I currently living in Ranco compound, but as my work is moving to Business Gate I would like to move near there to avoid the terrible morning traffic. Does anybody have any recommendations for a 3+ bed villa on a budget of SR130,000? I would prefer some kind of compound but am not bothered about modern or extensive facilities. My budget rules out Al Hamra, Arizona, California and Al Nakhla and I visited Fal but was not impressed. Many thanks.


----------



## swksalife (Dec 28, 2020)

mc30b said:


> I currently living in Ranco compound, but as my work is moving to Business Gate I would like to move near there to avoid the terrible morning traffic. Does anybody have any recommendations for a 3+ bed villa on a budget of SR130,000? I would prefer some kind of compound but am not bothered about modern or extensive facilities. My budget rules out Al Hamra, Arizona, California and Al Nakhla and I visited Fal but was not impressed. Many thanks.
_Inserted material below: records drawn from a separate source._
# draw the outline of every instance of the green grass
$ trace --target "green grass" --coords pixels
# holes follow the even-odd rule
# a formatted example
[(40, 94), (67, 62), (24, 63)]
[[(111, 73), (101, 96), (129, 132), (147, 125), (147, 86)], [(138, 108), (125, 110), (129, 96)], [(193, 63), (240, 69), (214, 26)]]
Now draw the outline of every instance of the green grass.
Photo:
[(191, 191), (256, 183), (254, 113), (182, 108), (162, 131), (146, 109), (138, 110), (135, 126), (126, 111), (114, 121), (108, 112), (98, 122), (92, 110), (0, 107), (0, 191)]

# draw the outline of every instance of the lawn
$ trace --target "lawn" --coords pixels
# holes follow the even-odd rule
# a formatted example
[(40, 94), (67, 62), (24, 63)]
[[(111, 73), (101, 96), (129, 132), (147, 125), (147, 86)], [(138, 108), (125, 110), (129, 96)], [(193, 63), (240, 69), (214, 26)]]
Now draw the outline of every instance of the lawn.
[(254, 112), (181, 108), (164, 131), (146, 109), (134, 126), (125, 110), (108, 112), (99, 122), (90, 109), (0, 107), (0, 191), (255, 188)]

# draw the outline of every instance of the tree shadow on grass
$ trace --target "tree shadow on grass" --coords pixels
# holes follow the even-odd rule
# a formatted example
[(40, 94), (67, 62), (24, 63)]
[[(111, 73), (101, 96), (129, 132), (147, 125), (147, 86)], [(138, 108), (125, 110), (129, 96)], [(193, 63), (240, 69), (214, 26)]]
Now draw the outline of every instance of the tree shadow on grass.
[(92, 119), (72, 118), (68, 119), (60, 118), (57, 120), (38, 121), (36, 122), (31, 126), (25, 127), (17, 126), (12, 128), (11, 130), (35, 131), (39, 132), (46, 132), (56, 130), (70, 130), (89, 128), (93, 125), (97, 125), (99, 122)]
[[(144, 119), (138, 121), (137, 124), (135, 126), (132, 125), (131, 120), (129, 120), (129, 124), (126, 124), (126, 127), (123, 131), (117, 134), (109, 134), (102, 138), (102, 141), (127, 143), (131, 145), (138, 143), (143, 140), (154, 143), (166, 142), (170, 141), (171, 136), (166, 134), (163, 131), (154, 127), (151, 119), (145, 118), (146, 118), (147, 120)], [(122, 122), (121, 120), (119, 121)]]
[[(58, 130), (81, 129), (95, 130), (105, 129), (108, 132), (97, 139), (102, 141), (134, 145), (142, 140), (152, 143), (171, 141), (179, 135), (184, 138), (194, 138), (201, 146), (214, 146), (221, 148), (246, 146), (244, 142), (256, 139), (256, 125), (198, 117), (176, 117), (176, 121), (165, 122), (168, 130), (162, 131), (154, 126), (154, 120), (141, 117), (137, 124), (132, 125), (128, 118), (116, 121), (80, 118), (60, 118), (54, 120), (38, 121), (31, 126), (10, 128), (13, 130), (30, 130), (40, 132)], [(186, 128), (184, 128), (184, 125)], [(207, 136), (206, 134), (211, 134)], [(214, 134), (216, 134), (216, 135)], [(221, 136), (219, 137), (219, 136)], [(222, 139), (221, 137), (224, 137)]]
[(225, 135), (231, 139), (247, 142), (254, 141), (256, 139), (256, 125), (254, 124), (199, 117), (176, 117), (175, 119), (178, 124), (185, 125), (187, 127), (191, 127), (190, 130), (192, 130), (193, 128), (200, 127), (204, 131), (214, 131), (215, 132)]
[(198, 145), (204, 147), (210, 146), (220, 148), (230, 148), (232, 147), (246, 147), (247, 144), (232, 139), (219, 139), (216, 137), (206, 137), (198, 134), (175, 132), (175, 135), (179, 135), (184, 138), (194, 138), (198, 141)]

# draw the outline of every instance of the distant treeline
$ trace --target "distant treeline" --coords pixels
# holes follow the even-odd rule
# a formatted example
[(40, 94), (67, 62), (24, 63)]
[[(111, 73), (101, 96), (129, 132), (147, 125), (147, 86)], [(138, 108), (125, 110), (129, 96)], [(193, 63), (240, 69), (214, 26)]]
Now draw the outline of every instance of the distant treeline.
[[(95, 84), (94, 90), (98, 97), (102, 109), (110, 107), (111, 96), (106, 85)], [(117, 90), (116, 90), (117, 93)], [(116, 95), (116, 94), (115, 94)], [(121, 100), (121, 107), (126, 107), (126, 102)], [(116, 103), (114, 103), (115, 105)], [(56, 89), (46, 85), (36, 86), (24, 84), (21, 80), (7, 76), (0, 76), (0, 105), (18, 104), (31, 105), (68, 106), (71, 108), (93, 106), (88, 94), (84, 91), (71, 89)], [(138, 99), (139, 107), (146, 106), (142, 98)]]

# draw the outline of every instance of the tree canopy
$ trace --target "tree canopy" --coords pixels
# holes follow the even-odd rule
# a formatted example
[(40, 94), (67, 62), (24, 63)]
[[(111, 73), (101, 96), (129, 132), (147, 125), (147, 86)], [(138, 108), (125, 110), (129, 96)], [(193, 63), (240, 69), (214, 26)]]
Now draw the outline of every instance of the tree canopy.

What did you settle on my friend? I am living in Al Yamama2 which is nice and chilled. That's around 107k SR a year for a 2 bed villa. It's nice and in the south, and on the outskirts of the centre. Good if your work is south (which mine is, in Al Kharj). Al Yamama 2 is nice and laid back but if you have a partner who is staying at home with kids then it is probably a little on the quiet side. There's not that much of a social side (although they try certainly!). The gym is great and no one really uses it (my mate and I are in everyday) but it's noit the kind of gym that has classes and is a central hub for social activities. Yepo Al Nahkla would be awesome but like you, I think it's a bit out of my budget as I still would like my own garden and not have an apartment. My wife is coming over in Feb so I am looking for alternative compounds.


----------